Roses kick off with jiu-jitsu and ukuleles
'Well Dáithí, your heart pressure is just a little bit higher than when I did it before. Are you nervous?"
It has taken months of training, a 'sauna suit', a no-junk diet and hours of rehearsals for Dáithí Ó Sé to prepare for this year's Rose of Tralee festival, so he can be forgiven for feeling the pressure.
For many of the women, it has taken a lifetime to prepare for the big day. Ukuleles, jiu-jitsu and opera arias were just some of the talents displayed by the first 18 Roses in the Dome last night for the first of two live broadcasts from Tralee.
New York Rose and nurse Sarah Ward opened the show by checking Dáithí's blood pressure before he was put through the wringer by Westmeath Rose and weightlifter Leanne Quinn who showed her strength by sweeping Dáithí off his feet.
The musical strengths of the Roses were also showcased, as Dublin Rose and teacher Tanya Feighery showed off her ukulele talent.
Trained opera singer and Florida Rose Victoria Sexton wowed with a rendition of 'La Reve'.

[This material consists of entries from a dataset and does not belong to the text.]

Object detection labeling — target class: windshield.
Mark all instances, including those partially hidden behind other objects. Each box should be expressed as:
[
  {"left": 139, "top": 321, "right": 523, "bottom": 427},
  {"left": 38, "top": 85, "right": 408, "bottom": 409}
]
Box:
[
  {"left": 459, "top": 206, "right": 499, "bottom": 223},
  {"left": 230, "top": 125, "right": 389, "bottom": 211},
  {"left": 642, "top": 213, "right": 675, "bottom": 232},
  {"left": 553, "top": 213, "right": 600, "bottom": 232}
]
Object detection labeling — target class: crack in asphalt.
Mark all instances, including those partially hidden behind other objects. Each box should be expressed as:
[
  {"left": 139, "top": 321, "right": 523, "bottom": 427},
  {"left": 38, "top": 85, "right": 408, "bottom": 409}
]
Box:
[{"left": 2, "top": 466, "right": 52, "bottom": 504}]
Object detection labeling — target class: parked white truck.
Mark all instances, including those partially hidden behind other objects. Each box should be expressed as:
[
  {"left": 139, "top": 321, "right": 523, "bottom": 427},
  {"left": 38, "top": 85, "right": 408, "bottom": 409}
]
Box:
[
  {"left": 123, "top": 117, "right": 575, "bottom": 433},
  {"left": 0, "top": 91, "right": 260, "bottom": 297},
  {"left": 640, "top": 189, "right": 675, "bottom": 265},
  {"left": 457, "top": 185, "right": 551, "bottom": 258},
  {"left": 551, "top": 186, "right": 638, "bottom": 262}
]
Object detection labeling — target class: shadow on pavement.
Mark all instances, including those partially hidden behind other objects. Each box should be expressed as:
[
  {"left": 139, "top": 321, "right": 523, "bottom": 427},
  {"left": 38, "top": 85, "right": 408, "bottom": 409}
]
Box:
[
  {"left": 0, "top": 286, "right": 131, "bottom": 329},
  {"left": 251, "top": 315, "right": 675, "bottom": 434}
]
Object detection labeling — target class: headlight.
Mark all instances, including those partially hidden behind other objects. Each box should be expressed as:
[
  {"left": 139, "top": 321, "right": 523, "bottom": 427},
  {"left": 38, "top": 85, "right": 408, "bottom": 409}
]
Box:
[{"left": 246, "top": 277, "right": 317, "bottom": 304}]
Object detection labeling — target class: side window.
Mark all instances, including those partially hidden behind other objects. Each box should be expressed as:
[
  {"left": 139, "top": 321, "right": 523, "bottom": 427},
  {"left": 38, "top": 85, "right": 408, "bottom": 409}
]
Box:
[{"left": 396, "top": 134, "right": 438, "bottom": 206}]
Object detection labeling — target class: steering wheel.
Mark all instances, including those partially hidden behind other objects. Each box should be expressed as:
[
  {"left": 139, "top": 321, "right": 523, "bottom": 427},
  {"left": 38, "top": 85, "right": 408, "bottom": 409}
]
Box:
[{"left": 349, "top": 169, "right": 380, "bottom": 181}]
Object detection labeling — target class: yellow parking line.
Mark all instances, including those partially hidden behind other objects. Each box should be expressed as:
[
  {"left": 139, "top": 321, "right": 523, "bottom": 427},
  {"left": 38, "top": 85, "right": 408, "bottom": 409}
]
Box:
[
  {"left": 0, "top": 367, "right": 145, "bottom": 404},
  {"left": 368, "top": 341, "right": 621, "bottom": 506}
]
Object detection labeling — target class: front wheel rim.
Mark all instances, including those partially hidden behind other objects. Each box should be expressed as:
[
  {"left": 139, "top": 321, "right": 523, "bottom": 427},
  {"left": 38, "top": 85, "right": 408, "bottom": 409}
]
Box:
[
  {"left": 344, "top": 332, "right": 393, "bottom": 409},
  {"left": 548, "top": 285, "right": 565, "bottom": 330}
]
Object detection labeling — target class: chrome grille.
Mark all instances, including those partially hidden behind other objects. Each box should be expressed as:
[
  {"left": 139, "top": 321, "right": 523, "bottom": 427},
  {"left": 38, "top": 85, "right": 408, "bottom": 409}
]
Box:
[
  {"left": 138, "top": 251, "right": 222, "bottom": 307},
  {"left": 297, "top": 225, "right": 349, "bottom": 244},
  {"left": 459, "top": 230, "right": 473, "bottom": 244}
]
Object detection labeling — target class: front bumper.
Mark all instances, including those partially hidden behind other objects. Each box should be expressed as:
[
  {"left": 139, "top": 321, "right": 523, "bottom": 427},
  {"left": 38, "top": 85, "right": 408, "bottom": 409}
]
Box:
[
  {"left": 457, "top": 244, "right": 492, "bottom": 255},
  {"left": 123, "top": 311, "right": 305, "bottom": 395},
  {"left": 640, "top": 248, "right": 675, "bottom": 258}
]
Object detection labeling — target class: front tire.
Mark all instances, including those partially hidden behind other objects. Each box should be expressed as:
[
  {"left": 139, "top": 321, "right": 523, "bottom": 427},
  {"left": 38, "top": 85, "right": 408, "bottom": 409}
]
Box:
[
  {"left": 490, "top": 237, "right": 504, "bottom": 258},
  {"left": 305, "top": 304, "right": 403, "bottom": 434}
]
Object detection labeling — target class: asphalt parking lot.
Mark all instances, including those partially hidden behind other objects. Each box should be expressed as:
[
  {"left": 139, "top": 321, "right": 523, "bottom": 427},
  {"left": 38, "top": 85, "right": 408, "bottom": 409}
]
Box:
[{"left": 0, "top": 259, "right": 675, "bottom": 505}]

But it was the emotional rendition of Aslan's 'Crazy World' by Carlow's Shauna Ray Lacey that was the stand out moment of the night.
Shauna revealed on stage that both her parents struggled with heroin addiction and spoke about her dad Francis Lacey who passed away five years ago.

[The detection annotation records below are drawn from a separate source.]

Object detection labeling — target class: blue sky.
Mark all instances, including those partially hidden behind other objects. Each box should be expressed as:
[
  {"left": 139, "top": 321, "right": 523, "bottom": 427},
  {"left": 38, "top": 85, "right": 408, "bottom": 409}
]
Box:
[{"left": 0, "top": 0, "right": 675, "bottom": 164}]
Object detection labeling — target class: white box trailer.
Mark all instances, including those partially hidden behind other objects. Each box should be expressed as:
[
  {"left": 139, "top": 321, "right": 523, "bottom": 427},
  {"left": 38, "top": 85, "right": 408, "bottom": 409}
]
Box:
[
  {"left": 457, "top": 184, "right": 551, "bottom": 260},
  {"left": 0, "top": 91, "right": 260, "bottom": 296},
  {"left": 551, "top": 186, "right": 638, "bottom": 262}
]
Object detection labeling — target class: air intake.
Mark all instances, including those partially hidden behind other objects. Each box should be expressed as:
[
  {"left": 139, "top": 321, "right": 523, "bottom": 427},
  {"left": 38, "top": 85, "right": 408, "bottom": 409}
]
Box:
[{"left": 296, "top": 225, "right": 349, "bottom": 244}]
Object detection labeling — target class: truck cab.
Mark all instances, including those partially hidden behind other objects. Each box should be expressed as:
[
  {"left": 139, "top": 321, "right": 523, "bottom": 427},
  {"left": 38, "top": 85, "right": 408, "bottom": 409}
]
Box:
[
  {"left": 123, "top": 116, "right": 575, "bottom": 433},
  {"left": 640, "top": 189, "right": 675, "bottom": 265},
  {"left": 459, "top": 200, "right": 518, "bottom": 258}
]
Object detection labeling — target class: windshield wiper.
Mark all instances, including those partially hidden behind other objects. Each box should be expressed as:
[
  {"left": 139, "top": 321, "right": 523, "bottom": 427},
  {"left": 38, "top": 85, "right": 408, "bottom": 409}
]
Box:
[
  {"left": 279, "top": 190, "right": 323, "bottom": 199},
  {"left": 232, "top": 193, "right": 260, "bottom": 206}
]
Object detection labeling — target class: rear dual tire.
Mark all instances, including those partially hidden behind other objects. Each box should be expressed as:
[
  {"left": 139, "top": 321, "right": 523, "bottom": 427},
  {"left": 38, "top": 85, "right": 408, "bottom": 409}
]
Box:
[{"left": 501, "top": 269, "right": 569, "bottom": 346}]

"Growing up I wasn't dealt the best hand of cards. My parents were addicts. I was living with active addiction," she told Dáithí.
Shauna (24), who is the mother to three-year-old Emmy, said telling her own mother Angela she was expecting her first child helped turned things round.
"[My mother] said, 'I wasn't in your life but I will be in Emmy's life,'" Shauna said.
Meanwhile, Imelda Scally, the Leitrim Rose and a wedding sales manager, showed off napkin-folding skills by forming a candlestick, the Sydney Opera House, and finally a bishop's hat.
"And the Pope coming here and everything!" said Dáithí.
There was also plenty of Irish dancing on show with New Zealand Rose Jolene McLaughlin performing a treble reel, while Gráinne Carr, flying the flag for Kildare, danced a soft reel.
Sara Kate Mangan, the Abu Dhabi Rose, taught Dáithí how to wear a keffiyeh.
Kerry Rose Celine O'Shea, from Cahersiveen, may not have been related to the football dynasty, nor indeed Dáithí, but she was thrilled to be representing the Kingdom last night.
"Welcoming all the girls into this place that brought us all together in the first place is probably a highlight," she told the Irish Independent.
Among the 1,400-strong audience was the first ever Rose, Alice O'Sullivan. The former Dublin Rose took the crown in 1959.
"We had five people as contestants in 1959," she said. "It wasn't on RTÉ - RTÉ wasn't invented. But we got international attention because we were on Movietone news, which is the cinema....We were on cinema in the UK and the whole of Ireland."
The first night concluded with Paul Clabby being named Escort of the Year.